Post by Liberals are VERMIN!
Canada is realizing that addressing the trade imbalance will require the dismantling of socialist "pets" like the wheat and milk boards which have resulted in Canadians paying 2-3 TIMES as much for staples as Americans, for 50 years.
I guess we could do that . . . but then what should we demand from the United States for their subsidies to very, very profitable industries that want to continue exporting us their foods and goods?
Between 1995 and 2010, farm subsidies had ballooned to $52 billion a year on average. Of this, more than 6 percent went toward four "junk food" components: corn syrup, high-fructose corn syrup, corn starch and soy oils. Many people wondered why the federal government was subsidizing food that contributed to America's obesity problem.
During the recession, as lawmakers looked for ways to cut the budget, many asked, "Do corn growers need subsidies?" In 2011, a record 14 billion bushels of corn were produced. In 2012, 94 million acres of corn were scheduled to be planted. This was more than in any year since World War II.
By 2017, large farms dominated the industry. Farms generating $1 million or more in sales produced two-thirds of the nation's agricultural output. Only 4 percent of farms were that large. Big farms gobbled up small ones that couldn't compete. They relied on economies of scale to produce more food at a cheaper price. That sent prices down even more, putting more small farmers out of business.

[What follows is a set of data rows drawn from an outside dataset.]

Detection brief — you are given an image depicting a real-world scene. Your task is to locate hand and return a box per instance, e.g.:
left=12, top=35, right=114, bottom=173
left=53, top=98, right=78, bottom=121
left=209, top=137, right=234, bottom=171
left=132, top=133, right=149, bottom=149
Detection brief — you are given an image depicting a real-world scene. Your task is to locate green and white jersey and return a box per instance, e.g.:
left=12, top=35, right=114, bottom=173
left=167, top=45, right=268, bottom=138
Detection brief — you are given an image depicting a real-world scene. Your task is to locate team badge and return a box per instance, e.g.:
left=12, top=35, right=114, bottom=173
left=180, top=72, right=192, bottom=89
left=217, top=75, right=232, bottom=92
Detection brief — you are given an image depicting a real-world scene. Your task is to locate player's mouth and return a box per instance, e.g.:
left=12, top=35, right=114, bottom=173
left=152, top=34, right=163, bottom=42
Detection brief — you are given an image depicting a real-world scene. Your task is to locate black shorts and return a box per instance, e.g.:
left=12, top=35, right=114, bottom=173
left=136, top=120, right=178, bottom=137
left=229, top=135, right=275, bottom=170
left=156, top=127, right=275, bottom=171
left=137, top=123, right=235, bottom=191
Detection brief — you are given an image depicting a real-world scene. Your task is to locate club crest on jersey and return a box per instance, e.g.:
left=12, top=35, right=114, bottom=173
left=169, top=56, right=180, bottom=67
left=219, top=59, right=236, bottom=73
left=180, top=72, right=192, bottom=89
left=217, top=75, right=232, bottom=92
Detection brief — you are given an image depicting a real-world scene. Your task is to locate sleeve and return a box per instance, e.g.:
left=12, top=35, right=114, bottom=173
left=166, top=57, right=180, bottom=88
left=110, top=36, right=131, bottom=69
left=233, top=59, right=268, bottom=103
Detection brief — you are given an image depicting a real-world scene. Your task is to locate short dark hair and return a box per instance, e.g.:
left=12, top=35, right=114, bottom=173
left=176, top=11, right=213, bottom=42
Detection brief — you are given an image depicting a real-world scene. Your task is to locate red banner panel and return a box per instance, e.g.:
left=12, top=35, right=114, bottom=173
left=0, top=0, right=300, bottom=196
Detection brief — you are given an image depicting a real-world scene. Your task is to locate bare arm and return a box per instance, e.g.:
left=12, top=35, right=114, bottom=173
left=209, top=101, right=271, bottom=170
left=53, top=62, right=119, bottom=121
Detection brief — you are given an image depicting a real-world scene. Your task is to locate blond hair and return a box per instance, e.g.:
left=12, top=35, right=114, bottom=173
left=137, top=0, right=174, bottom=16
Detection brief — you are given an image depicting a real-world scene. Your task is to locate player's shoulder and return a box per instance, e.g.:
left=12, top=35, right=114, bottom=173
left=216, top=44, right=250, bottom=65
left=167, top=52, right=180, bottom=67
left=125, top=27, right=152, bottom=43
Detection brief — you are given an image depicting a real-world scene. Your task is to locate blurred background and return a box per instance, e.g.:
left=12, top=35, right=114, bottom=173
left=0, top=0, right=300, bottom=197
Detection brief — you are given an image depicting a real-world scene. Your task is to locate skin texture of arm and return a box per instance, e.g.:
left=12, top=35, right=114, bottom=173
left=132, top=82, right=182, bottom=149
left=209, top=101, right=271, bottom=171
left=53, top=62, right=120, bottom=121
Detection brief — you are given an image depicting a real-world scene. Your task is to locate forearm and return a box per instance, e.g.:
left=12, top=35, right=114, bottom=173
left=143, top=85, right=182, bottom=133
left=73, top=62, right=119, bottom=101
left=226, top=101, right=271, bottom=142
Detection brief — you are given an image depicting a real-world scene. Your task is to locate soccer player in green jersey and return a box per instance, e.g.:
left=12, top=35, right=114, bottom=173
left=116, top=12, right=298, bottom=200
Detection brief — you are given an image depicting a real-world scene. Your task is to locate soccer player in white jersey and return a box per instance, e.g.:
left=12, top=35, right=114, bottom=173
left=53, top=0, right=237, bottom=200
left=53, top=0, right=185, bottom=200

The 2012 budget proposed a 22 percent cut to farm subsidies, including the $5 billion direct payment program. Half of farmers receiving subsidies made more than $100,000 a year. Between 1995 and 2016, the top 10 percent of farmers received 77 percent of subsidies.
The top 1 percent received 26 percent, or $1.7 million per recipient. The top recipient was Deline Farms Partnership, which received $4 million in 2016.
The House budget also proposed $180 billion in cuts to the farm subsidy program. But $133 billion of the cuts were to the food stamp program, affecting 8 million consumers, not farmers.
In March 2012, President Obama called for an end to the $4 billion in oil industry subsidies. Some estimates indated that the real level of oil industry subsidies is higher, between $10 and $40 billion. At the same time, oil company profits benefited when oil prices reached a record of $145 a barrel in 2008.
The oil industry subsidies have a long history in the United States. As early as World War I, the government stimulated oil and gas production in order to ensure a domestic supply.
In 1995, Congress established the Deepwater Royalty Waiver Program. It allowed oil companies to drill on federal property without paying royalties. This encouraged the expensive form of extraction since oil was only $18 a barrel.
The Treasury Department reported that the federal government has missed $50 billion in foregone revenue over the program's lifetime. It argued that this may no longer be needed now that deepwater extraction has become profitable.